Tuesday, May 25, 2010

A war over water?

We're seeing some sabre-rattling on the part of Egypt about upstream uses of the Nile:

After he signed the Egyptian-Israeli peace treaty in 1979, Egyptian president Anwar Sadat said: “The only matter that could take Egypt to war again is water.” Well, the world kept turning, and now a potential war over water is creeping onto Egypt’s agenda.

Egypt is the economic and cultural superpower of the Arab world. Its 78-million people account for almost a third of the world’s Arabic-speaking population. But 99 percent of it is open desert, and if it were not for the Nile river running through that desert, Egypt’s population would not be any bigger than Libya’s (5 million). So Cairo takes a dim view of anything that might diminish the flow of that river.

Back in 1929, when the British empire controlled Egypt, Sudan, and most of the countries farther upstream in East Africa, it sponsored an agreement giving Cairo the right to veto any developments upstream that would decrease the amount of water in Nile.

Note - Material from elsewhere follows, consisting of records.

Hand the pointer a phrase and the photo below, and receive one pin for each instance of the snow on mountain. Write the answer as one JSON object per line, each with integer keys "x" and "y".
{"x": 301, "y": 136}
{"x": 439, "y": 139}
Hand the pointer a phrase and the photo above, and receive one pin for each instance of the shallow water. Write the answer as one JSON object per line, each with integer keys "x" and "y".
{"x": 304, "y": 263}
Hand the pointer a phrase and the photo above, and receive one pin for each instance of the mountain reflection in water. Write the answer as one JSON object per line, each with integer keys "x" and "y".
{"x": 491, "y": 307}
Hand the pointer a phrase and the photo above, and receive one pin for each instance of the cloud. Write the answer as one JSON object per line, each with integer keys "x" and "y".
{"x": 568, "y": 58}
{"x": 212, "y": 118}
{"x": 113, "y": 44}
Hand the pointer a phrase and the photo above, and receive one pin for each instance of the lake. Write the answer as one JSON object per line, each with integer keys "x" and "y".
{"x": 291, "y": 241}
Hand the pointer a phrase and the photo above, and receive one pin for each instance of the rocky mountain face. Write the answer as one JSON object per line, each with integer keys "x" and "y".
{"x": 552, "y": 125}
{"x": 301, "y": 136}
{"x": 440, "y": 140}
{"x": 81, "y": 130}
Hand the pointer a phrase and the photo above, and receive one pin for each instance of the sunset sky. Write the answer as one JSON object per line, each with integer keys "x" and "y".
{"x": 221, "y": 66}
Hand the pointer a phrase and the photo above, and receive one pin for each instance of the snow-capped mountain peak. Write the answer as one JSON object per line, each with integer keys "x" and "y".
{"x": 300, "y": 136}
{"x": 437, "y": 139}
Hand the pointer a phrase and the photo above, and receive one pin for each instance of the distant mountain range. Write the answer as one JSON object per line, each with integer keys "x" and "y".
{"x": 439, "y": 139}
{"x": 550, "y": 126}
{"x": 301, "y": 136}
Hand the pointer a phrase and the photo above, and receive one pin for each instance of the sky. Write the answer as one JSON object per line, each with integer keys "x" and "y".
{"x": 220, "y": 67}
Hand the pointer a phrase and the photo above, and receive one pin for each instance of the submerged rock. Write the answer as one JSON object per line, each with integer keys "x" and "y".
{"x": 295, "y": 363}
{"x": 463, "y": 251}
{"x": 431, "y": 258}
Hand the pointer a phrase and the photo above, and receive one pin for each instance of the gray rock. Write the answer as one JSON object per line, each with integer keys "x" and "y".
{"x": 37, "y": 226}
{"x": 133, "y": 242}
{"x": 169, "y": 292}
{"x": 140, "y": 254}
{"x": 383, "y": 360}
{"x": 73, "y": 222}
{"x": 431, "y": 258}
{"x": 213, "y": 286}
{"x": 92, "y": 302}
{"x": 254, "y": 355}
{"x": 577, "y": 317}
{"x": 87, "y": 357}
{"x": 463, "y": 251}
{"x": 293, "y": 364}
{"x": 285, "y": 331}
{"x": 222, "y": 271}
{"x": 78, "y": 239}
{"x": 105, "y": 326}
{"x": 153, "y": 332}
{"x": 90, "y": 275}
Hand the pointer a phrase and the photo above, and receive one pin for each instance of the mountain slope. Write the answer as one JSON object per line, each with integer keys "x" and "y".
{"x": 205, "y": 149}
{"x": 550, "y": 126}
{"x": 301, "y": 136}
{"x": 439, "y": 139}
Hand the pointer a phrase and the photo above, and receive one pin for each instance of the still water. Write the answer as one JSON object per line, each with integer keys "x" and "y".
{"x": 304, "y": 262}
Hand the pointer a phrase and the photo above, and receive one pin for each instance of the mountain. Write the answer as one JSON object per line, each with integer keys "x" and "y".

The rationale at the time was that the upstream countries had ample rainfall, whereas Egypt and Sudan (at the time ruled as one country) depended totally on the Nile’s waters.

Thirty years later, in 1959, when Egypt and Sudan were already independent but all of the upstream states except Ethiopia were still colonies, Egypt and Sudan signed another agreement that left only 10 percent of the Nile’s water to the seven upstream countries while giving Egypt almost 80 percent and Sudan the rest. The argument was still the same: the countries further upstream had rainfall, while it hardly ever rains in Egypt or Sudan.

Now the upstream countries that got almost no water in that deal are rejecting it. Thirteen years ago, they persuaded Egypt and Sudan to start talks on the river, but they have now concluded that the two Arab countries really only joined the talks to prevent any new deal. So they are now going ahead without them.

From the Georgia Straight. Will war actually break out? Too soon to tell, but in the long run it's almost inevitable that nations will come to blows over water.